Transplanting cells to speed stroke recovery. Stroke remains one of the most common forms of death and disability, yet utilization of therapies that can break down the blood clots that cause most forms of stroke lags; these therapies are only effective when used within 3 to 4 hours of the stroke but most patients arrive at the hospital too late. Now scientists from Shanghai Jiao Tong University may have a different solution that can repair damage already done.
Scientists have recently been looking to stem cell transplantation as a way to restore blood vessels or brain tissue destroyed by a stroke, but early experiments revealed limited effectiveness. In this study, which was published this week in Stem Cell Reports, the researchers coaxed embryonic stem cells further along in the development process before implanting them—which appears to have done the trick.
Using animal models, the team—led by Dr. Wei-Qiang Gao—transplanted two different types of so-called ‘precursor cells’ which have the ability to turn into the major types of brain and blood-vessel cells, the types of cells that are lost during a stroke.
Gao argues that this kind of transplantation is superior to previous methods because the two types of precursor cells can actually support each other in order to promote cell growth, and thus lays the foundation for new stem cell-based therapies to speed up recovery for stroke survivors.
CIRM-Funded Clinical Trial to Treat HIV. A team comprised of the City of Hope in Los Angeles, Sangamo Biosciences and the University of Southern California have developed an innovative approach to eradicating HIV.
With support from a CIRM grant, the researchers are developing a combination stem cell and gene therapy approach that is based on the success of the so-called “Berlin patient,” an HIV-positive man who was essentially cured after a bone-marrow transplant to treat his leukemia. In this instance, the bone marrow donor had a unique HIV-resistant mutation. The transplant transferred this mutation to the Berlin patient, and scientists have since been looking for a way to replicate this mutation on a larger scale. As explained in this week’s news release:
“Using an enzyme called a zinc-finger nuclease (ZFN), the research team can …“edit” the HIV patient’s stem cell genes so that, like the Berlin patient’s donor, they can no longer produce the protein. No protein, no HIV infection. The virus might then disappear from the body.
This study will be the first trial of ZFN technology in human stem cells. Earlier clinical studies in HIV-positive patients show that the ZFN method is generally safe when used with white blood cells called lymphocytes. And in one patient, the therapy was associated with temporary control of HIV without antiviral medication.”
The team hopes to begin testing this approach by the fall of 2014 on HIV patients who have not responded well to traditional therapies. CIRM funds a team that uses a different approach to gene editing that began a clinical trial last summer. You can read about both on our HIV fact sheet.

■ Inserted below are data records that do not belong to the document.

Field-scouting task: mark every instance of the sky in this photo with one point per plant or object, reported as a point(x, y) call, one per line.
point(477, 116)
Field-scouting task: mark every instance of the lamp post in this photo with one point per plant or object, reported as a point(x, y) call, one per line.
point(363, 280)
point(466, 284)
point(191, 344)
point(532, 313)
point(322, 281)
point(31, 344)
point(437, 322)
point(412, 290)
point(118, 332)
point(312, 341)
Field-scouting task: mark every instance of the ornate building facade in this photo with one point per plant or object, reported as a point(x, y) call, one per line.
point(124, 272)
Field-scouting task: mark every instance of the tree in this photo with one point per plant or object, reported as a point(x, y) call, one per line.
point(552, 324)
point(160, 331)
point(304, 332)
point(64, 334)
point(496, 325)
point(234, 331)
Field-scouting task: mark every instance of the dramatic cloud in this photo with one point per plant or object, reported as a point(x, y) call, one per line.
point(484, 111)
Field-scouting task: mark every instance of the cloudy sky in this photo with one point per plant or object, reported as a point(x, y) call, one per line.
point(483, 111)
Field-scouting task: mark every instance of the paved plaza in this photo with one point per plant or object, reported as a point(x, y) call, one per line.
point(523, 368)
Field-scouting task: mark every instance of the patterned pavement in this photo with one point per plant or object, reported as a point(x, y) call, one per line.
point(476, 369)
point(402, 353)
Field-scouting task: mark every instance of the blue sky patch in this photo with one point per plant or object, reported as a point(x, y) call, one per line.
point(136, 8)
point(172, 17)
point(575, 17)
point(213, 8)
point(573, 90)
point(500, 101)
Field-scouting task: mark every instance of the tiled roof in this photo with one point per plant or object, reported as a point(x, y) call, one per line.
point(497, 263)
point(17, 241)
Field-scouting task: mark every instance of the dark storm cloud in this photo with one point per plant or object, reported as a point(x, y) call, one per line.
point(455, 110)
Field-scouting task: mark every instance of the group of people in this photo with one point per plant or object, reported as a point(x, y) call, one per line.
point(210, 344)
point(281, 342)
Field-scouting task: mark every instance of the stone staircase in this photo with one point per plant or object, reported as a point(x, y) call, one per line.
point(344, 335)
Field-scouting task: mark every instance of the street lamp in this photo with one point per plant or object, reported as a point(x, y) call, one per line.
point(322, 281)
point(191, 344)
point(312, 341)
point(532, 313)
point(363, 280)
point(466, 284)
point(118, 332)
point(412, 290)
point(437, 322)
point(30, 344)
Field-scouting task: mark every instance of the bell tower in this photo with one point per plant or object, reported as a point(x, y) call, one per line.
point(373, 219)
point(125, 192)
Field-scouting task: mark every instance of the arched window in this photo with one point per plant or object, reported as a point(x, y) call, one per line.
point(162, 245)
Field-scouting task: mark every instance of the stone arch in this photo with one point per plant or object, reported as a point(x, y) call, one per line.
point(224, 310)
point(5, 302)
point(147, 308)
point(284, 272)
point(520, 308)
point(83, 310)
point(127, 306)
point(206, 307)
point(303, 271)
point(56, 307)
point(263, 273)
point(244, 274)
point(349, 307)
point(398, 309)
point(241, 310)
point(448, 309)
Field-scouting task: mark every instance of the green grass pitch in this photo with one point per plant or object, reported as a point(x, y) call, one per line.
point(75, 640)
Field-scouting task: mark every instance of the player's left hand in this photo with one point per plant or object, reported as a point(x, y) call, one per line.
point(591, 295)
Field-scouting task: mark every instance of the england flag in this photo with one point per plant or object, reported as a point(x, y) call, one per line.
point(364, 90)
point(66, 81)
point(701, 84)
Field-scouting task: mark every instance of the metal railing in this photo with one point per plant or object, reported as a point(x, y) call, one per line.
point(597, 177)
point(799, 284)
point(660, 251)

Building a Better Heart Cell. Stanford stem cell scientist Dr. Joseph Wu and his team have devised an improved method for generating large batches of heart muscle cells, known as cardiomyocytes, faster and cheaper than ever before. This new technique, described in the latest issue of Nature Methods, solves a long-standing problem in the field of regenerative medicine. As Wu explained in the Stanford University School of Medicine’s blog Scope:
“In order to fully realize the potential of these cells in drug screening and cell therapy, it’s necessary to be able to reliably generate large numbers at low cost….[Our] system is highly reproducible, massively scalable and substantially reduces costs to allow the production of billions of cardiomyocytes.”
This research, which was supported by a grant from CIRM, stands to improve scientists’ ability to use patient-derived cells not only to better understand how a heart becomes a heart, but also to test drugs that treat various types of heart disease.